As part of the postulancy program, I will be reading Anglican Dominicans and answering questions. The plan is to post these by chapter. Below are the questions from the ‘Introduction’ and the answers I submitted. The remaining chapters are where the fun begins.


  • Prior to reading this book, had you ever heard of Roman Catholic or Anglican Dominicans?

Yes.  Nashotah House, where I attended seminary, is based on the Benedictine rule.  There were many times in various classes (church history, spiritual theology, etc) that the different orders, including Dominican, were discussed.  In addition, we would have members of various religious orders visit the campus.  I confess, at first, I believed they were Roman and just happened to be visiting.  It was later that I learned of the religious orders within the Anglican Communion and that I began researching the various orders.  As Nashotah is Benedictine, that was my original interest, but the more I learned of the Dominican Order, the more I understood this was perhaps the place for me.

  • Prior to reading this book, were you aware that there are religious orders in the Anglican Communion?

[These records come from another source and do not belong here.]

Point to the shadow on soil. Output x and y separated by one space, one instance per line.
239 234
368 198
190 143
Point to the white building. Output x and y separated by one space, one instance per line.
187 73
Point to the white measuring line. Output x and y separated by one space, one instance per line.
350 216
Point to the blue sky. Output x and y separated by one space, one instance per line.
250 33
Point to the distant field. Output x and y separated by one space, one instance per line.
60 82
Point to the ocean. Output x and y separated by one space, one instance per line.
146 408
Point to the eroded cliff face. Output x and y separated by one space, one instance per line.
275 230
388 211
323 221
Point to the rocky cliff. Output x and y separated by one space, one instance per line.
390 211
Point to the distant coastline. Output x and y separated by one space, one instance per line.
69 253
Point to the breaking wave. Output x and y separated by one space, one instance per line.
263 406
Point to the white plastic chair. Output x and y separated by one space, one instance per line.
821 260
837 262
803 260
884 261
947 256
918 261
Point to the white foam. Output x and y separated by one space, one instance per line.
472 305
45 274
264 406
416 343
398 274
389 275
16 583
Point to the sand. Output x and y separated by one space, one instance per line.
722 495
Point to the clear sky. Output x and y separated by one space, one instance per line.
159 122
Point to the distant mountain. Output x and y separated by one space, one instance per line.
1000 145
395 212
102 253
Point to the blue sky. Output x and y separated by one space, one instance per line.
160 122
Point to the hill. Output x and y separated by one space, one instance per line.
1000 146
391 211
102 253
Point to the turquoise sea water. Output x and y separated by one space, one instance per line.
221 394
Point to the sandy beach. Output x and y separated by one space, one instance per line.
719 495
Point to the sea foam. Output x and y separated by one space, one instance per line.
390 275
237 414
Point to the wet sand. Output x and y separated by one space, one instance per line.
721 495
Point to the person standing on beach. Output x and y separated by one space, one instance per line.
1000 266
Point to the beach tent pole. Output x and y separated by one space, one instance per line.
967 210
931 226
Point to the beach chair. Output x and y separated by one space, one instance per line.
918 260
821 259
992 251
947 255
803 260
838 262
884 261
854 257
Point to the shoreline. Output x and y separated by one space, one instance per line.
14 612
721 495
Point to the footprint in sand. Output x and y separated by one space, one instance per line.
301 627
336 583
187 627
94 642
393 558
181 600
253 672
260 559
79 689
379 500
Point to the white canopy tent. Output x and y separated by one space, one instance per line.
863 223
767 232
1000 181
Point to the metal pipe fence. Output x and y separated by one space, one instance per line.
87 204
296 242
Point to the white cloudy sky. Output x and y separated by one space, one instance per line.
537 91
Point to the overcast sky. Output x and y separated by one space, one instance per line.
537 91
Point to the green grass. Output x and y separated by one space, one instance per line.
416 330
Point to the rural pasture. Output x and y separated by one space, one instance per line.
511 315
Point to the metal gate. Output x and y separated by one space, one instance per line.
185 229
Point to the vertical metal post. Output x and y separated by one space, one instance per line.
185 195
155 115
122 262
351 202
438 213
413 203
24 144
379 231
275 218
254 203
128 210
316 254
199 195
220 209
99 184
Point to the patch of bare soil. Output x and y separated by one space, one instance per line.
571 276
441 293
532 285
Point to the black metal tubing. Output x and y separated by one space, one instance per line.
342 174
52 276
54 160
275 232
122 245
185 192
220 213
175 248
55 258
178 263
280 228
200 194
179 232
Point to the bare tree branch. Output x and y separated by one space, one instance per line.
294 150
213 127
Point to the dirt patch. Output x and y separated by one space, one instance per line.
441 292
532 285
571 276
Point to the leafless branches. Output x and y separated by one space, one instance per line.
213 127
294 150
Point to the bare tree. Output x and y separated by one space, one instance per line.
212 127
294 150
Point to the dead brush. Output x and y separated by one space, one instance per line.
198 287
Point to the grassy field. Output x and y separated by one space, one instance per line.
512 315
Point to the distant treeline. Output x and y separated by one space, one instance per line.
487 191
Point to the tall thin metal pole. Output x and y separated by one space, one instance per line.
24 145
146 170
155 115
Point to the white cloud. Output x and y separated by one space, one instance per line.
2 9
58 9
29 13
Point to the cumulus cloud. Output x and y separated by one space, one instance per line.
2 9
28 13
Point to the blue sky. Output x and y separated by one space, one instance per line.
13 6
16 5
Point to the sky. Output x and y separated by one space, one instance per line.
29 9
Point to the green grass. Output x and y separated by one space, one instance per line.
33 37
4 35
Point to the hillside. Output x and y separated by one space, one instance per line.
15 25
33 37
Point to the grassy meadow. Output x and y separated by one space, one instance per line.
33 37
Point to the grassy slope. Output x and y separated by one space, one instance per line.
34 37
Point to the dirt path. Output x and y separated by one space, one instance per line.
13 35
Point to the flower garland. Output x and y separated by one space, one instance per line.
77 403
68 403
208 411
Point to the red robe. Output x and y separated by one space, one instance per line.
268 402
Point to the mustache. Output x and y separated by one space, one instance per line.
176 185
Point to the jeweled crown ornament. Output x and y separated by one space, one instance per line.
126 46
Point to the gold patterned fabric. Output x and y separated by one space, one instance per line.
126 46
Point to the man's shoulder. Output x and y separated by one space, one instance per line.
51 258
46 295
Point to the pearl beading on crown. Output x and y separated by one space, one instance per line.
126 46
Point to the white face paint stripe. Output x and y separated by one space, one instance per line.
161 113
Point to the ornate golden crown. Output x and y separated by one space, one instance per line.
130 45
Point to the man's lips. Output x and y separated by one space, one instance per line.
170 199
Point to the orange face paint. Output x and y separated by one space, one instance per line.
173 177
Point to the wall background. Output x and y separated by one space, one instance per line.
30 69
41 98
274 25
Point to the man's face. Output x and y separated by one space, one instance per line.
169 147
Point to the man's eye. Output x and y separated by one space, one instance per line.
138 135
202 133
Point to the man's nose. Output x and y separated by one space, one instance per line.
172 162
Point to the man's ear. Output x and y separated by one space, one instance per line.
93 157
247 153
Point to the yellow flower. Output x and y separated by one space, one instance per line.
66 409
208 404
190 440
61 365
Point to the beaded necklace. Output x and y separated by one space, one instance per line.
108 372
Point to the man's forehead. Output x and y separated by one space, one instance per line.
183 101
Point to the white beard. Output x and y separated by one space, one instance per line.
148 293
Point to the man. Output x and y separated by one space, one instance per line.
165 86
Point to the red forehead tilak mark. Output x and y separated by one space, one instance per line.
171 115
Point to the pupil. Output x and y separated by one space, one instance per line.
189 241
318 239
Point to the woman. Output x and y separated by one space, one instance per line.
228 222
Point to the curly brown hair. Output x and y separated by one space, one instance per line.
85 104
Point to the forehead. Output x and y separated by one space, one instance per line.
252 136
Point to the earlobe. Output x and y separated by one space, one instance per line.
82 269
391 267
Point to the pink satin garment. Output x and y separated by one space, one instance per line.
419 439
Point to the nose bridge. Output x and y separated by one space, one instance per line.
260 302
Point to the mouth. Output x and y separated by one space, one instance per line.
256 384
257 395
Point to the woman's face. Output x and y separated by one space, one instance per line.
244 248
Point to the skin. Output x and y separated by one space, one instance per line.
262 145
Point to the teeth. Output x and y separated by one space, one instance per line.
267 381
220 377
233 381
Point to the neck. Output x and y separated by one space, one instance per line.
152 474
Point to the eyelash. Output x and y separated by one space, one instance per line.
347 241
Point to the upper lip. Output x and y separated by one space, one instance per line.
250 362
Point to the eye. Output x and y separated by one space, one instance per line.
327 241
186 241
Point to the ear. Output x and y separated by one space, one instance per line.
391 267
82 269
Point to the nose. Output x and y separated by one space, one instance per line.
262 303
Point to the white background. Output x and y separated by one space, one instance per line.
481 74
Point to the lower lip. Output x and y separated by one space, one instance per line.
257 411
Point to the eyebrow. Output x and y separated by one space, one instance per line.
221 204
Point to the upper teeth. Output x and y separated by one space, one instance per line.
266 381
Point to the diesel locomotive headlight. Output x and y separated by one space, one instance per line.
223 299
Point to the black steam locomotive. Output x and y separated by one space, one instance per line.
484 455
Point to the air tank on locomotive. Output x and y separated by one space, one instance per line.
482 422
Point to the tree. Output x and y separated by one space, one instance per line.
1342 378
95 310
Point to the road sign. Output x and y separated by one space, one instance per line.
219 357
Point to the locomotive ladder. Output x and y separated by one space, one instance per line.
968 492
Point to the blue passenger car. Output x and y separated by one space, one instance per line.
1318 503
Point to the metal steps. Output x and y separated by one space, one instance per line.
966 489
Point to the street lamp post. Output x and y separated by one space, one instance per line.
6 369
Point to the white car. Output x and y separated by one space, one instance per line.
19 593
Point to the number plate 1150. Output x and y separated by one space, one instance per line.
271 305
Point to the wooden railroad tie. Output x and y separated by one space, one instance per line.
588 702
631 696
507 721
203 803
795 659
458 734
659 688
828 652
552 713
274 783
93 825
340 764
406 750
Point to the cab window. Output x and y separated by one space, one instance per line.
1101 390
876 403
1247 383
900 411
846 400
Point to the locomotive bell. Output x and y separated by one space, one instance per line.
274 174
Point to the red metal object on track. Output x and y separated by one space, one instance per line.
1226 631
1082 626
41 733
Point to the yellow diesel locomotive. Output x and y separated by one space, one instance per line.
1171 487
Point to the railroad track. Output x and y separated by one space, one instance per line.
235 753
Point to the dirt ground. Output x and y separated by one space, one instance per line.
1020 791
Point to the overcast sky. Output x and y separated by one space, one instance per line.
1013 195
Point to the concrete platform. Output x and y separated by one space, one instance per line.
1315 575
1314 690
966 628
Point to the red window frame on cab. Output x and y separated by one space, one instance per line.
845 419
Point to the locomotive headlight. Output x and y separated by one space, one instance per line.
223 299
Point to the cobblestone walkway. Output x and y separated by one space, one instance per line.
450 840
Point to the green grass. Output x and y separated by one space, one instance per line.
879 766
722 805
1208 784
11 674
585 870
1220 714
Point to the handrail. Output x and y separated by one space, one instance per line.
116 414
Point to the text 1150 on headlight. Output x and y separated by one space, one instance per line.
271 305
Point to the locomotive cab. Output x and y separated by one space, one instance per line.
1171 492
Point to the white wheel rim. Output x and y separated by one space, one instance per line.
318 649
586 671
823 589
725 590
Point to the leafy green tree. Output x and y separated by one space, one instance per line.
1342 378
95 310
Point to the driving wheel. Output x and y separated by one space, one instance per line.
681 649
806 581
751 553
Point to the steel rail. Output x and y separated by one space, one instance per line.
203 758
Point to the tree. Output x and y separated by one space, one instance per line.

More or less answered this above, however, while in the Diocese of Montana, it was the Anamchara Fellowship that was promoted and supported.  Although a worthy organization, I did not feel a call in that direction.  In my readings on Anglican Dominicans, I was delighted to learn that there is collegiality and friendship with the RC Dominicans.

Dominicans: A Beginning

What’s with the pooch?

Discernment to the priesthood is not something that ends once you’re ordained, and for sometime, I’ve been discerning mine. My conclusion: I need to go deeper. I need to stop playing around and pretending. I need to further commit my life to the Gospel. With that in mind, after prayer and consultation with my Bishop, I have decided to ‘try’ and become a member of the Anglican Order of Preachers (a.k.a. Dominicans). No. I’ve no plans to leave my current church (unless they kick me out). In fact, this calling into the Dominicans seems to be drawing me even closer to them.

Who are the Anglican Dominicans? From their website:

The Anglican Order of Preachers is an apostolic religious community inspired by the spiritual tradition founded by Saint Dominic de Guzman in the thirteenth century. It was not until the last years of the twentieth century that an expression of Dominican spirituality and life could be found outside of the Roman Catholic Church. The Order is composed of men and women from around the world and various provinces of the Anglican Communion and her sister Churches.

The mission of the order is the proclamation of the Gospel of Jesus Christ, with a particular emphasis on proclamation ministries of evangelism and discipleship. The brothers and sisters surrender their entire lives to an apostolic lifestyle dedicated to God. This lifestyle, inspired by the lives of the first apostles and Saint Dominic, is lived out within the ordinary challenges of life, so that all people in all places can hear the Gospel.

The community is scattered, with brothers and sisters living across the world; by themselves, with their families or in small groups. They support themselves and the order by their work, either within the Church or the world. Brothers and sisters take vows of marriage or vows of celibacy. In everything members are encouraged to live out the words of Saint Dominic, “to speak with God or about God.” You can learn more here.

I’m currently only in the area of discernment, which is known as postulancy. Following this period of time, if accepted, I will become a novice and the novitiate will last for two years. If all goes well, I will make life vows and become a fully professed member.

The purpose of this new page, “Dominicans”, is to document the journey and post the writings that are required throughout this process and other info and pictures. I ask for your prayers.

O Lord Jesus Christ, you became poor for our sake, that we
might be made rich through your poverty: Guide and sanctify,
we pray, those whom you call to follow you under the vows
of poverty, chastity, and obedience, that by their prayer and
service they may enrich your Church, and by their life and
worship may glorify your Name; for you reign with the Father
and the Holy Spirit, one God, now and for ever. Amen.